LAC-MÉGANTIC — Le bar qui est devenu l’épicentre de la catastrophe ferroviaire mortelle qui a frappé Lac-Mégantic, en Estrie, il y a 10 ans, a marqué ce sombre anniversaire vendredi de la même façon qu’il a passé les heures précédant la tragédie : avec de la musique, des rires et même de la joie.

La tête d’affiche musicale, Dany Flanders, ancien candidat de l’émission de téléréalité «La Voix», a entamé la soirée de vendredi au Musi-Café par un hommage émouvant aux victimes et à la ville, sur l’air de «Hallelujah» de Leonard Cohen.

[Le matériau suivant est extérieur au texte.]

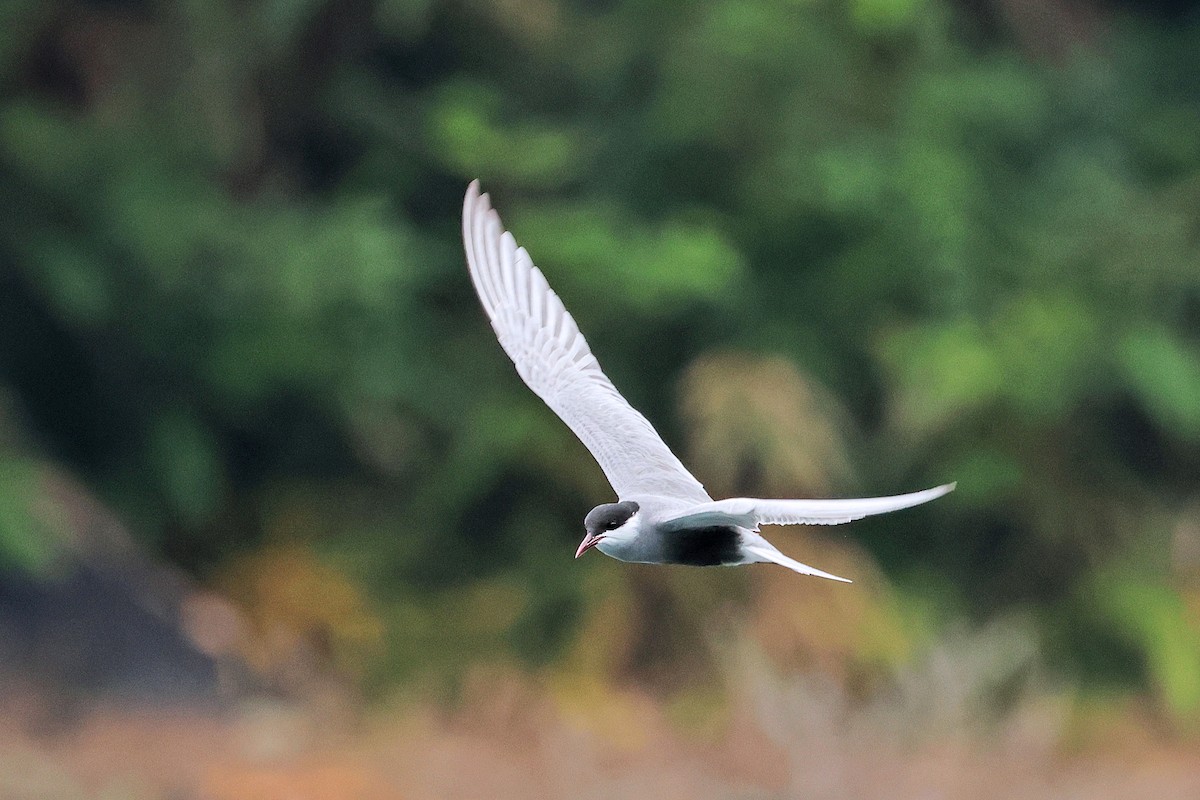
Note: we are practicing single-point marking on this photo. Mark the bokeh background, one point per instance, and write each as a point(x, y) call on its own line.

Toutefois, il a promis que la soirée ne serait pas entièrement sombre, et ce ne fut pas le cas. Au bout de quelques chansons, les serveuses dansaient et la foule chantait avec lui, tandis que M. Flanders répondait aux demandes et chantait une chanson d’anniversaire pour un client.

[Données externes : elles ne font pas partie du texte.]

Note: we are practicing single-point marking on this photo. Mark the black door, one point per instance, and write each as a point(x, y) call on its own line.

Il y a dix ans, par une autre chaude nuit d’été, le Musi-Café est devenu le point central de la tragédie qui a secoué la ville après qu’un train stationné sans surveillance et transportant du pétrole brut a dévalé la pente depuis la municipalité voisine de Nantes et a déraillé, avant d’exploser.

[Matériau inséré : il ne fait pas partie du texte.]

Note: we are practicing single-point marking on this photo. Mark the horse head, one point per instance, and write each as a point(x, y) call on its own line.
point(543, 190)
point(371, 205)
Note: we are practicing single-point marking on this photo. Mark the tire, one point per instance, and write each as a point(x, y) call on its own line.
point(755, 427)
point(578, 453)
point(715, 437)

Une trentaine des 47 victimes de la catastrophe se trouvaient à l’intérieur ou à proximité du bar, dont le nom est depuis devenu un symbole de la résilience de la ville et de sa reconstruction en cours.

La copropriétaire Katie Stapels, qui a repris le bar l’année dernière avec son partenaire, dit qu’elle savait que le Musi-Café était important pour la communauté, mais qu’elle ne fait que réaliser à quel point il l’est. Bien qu’elle n’ait pas vécu à Lac-Mégantic en 2013, elle a accepté la responsabilité d’être propriétaire de l’endroit qui est devenu l’un de ses symboles les plus connus.

Quelques semaines seulement après la tragédie du 6 juillet 2013, le bar a rouvert ses portes sous une tente, offrant une série de concerts gratuits à la population. Un nouvel emplacement permanent a ouvert ses portes à la fin de l’année 2014, même si, à l’instar du reste du centre-ville, il ne ressemble guère à ce qui existait auparavant.

Outre la destruction immédiate de la moitié du centre-ville, le déraillement a provoqué le déversement de six millions de litres de pétrole qui se sont infiltrés dans le réseau d’égouts, contaminant ainsi de nombreux autres bâtiments. 

Au total, environ 80 bâtiments ont été démolis, soit 110 entreprises et 100 habitations, selon les informations fournies par la ville. Les dégâts environnementaux ont été si importants que le centre-ville n’a pas rouvert ses portes pendant près de trois ans. 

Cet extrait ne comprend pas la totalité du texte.